Multi-Modal Inference

MapAnything supports flexible combinations of geometric inputs for enhanced metric reconstruction. Steps to try it out:

Initialize the model:

# Optional config for better memory efficiency
import os
os.environ["PYTORCH_CUDA_ALLOC_CONF"] = "expandable_segments:True"

# Required imports
import torch
from mapanything.models import MapAnything

# Get inference device
device = "cuda" if torch.cuda.is_available() else "cpu"

# Init model - This requires internet access or the huggingface hub cache to be pre-downloaded
# For Apache 2.0 license model, use "facebook/map-anything-apache"
model = MapAnything.from_pretrained("facebook/map-anything").to(device)

Initialize the inputs:

# MapAnything is extremely flexible and supports any combination of inputs.
views_example = [
    {
        # View 0: Images + Calibration
        "img": image, # (H, W, 3) - [0, 255]
        "intrinsics": intrinsics, # (3, 3)
    },
    {
        # View 1: Images + Calibration + Depth
        "img": image, # (H, W, 3) - [0, 255]
        "intrinsics": intrinsics, # (3, 3)
        "depth_z": depth_z, # (H, W)
        "is_metric_scale": torch.tensor([True], device=device), # (1,)
    },
    {
        # View 2: Images + Calibration + Depth + Pose
        "img": image, # (H, W, 3) - [0, 255]
        "intrinsics": intrinsics, # (3, 3)
        "depth_z": depth_z, # (H, W)
        "camera_poses": camera_poses, # (4, 4) or tuple of (quats, trans) in OpenCV cam2world convention
        "is_metric_scale": torch.tensor([True], device=device), # (1,)
    },
    ...
]

Note that MapAnything expects the input camera poses to follow the OpenCV (+X - Right, +Y - Down, +Z - Forward) cam2world convention.

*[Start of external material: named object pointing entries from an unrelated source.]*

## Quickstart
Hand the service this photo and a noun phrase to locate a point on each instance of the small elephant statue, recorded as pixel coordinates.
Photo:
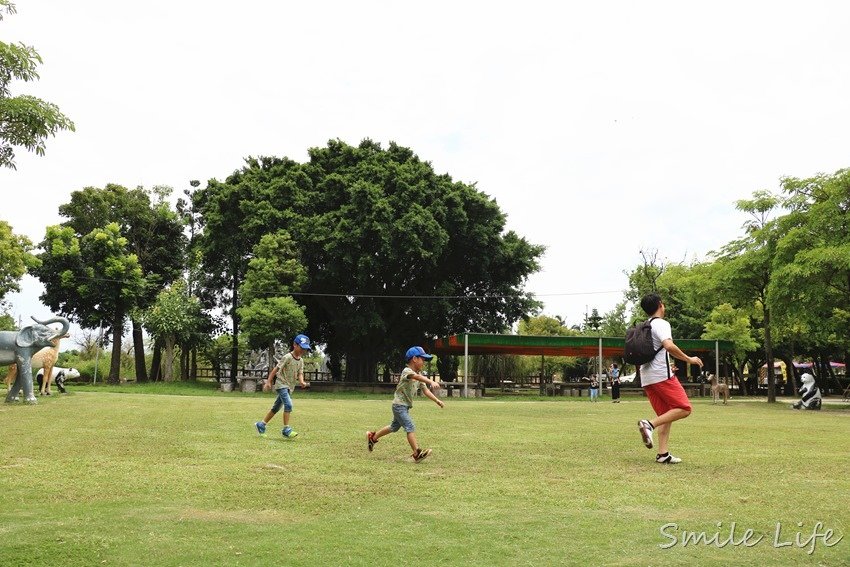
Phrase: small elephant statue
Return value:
(19, 346)
(811, 398)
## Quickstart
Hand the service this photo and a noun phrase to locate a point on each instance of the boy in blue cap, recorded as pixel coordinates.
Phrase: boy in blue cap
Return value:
(411, 380)
(290, 368)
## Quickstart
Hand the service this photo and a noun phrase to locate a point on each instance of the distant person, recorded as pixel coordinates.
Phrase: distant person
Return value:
(290, 368)
(594, 388)
(409, 383)
(615, 383)
(665, 393)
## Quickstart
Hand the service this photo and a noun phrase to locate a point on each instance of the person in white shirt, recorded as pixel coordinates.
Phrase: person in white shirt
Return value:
(661, 386)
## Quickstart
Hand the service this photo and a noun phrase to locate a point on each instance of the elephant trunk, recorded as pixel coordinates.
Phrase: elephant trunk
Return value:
(62, 332)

Expand to show more examples

# Example 1: Images + Camera Intrinsics
views_example = [
    {
        "img": image_tensor,  # (H, W, 3) - [0, 255]
        "intrinsics": intrinsics_tensor,  # (3, 3)
    },
    ...
]

# Example 2: Images + Intrinsics + Depth
views_example = [
    {
        "img": image_tensor, # (H, W, 3) - [0, 255]
        "intrinsics": intrinsics_tensor, # (3, 3)
        "depth_z": depth_tensor,  # (H, W)
        "is_metric_scale": torch.tensor([True]), # (1,)
    },
    ...
]

# Example 3: Images + Intrinsics + Camera Poses
views_example = [
    {
        "img": image_tensor, # (H, W, 3) - [0, 255]
        "intrinsics": intrinsics_tensor, # (3, 3)
        "camera_poses": pose_matrices,  # (4, 4) or tuple of (quats, trans) in OpenCV cam2world convention
        "is_metric_scale": torch.tensor([True]), # (1,)
    },
    ...
]

# Example 4: Images + Ray Directions + Depth (alternative to intrinsics)
views_example = [
    {
        "img": image_tensor, # (H, W, 3) - [0, 255]
        "ray_directions": ray_dirs_tensor,  # (H, W, 3)
        "depth_z": depth_tensor, # (H, W)
    }
    ...
]

# Example 5: Full Multi-Modal (Images + Intrinsics + Depth + Poses)
views_example = [
    {
        "img": image_tensor, # (H, W, 3) - [0, 255]
        "intrinsics": intrinsics_tensor, # (3, 3)
        "depth_z": depth_tensor, # (H, W)
        "camera_poses": pose_matrices, # (4, 4) or tuple of (quats, trans) in OpenCV cam2world convention
        "is_metric_scale": torch.tensor([True]), # (1,)
    }
    ...
]

# Example 6: Adaptive Mixed Inputs
views_example = [
    {
        # View 0: Images + Pose
        "img": images, # (H, W, 3) - [0, 255]
        "camera_poses": camera_poses, # (4, 4) or tuple of (quats, trans) in OpenCV cam2world convention
    },
    {
        # View 1: Images + Calibration
        "img": images, # (H, W, 3) - [0, 255]
        "intrinsics": intrinsics, # (3, 3)
    },
    {
        # View 2: Images + Calibration + Depth
        "img": images, # (H, W, 3) - [0, 255]
        "intrinsics": intrinsics, # (3, 3)
        "depth_z": depth_z, # (H, W)
        "is_metric_scale": torch.tensor([True], device=device), # (1,)
    },
    {
        # View 3: Images + Calibration + Depth + Pose
        "img": images, # (H, W, 3) - [0, 255]
        "intrinsics": intrinsics, # (3, 3)
        "depth_z": depth_z, # (H, W)
        "camera_poses": camera_poses, # (4, 4) or tuple of (quats, trans) in OpenCV cam2world convention
        "is_metric_scale": torch.tensor([True], device=device), # (1,)
    },
    ...
]

Run model inference:

from mapanything.utils.image import preprocess_inputs

# Preprocess inputs to the expected format
processed_views = preprocess_inputs(views_example)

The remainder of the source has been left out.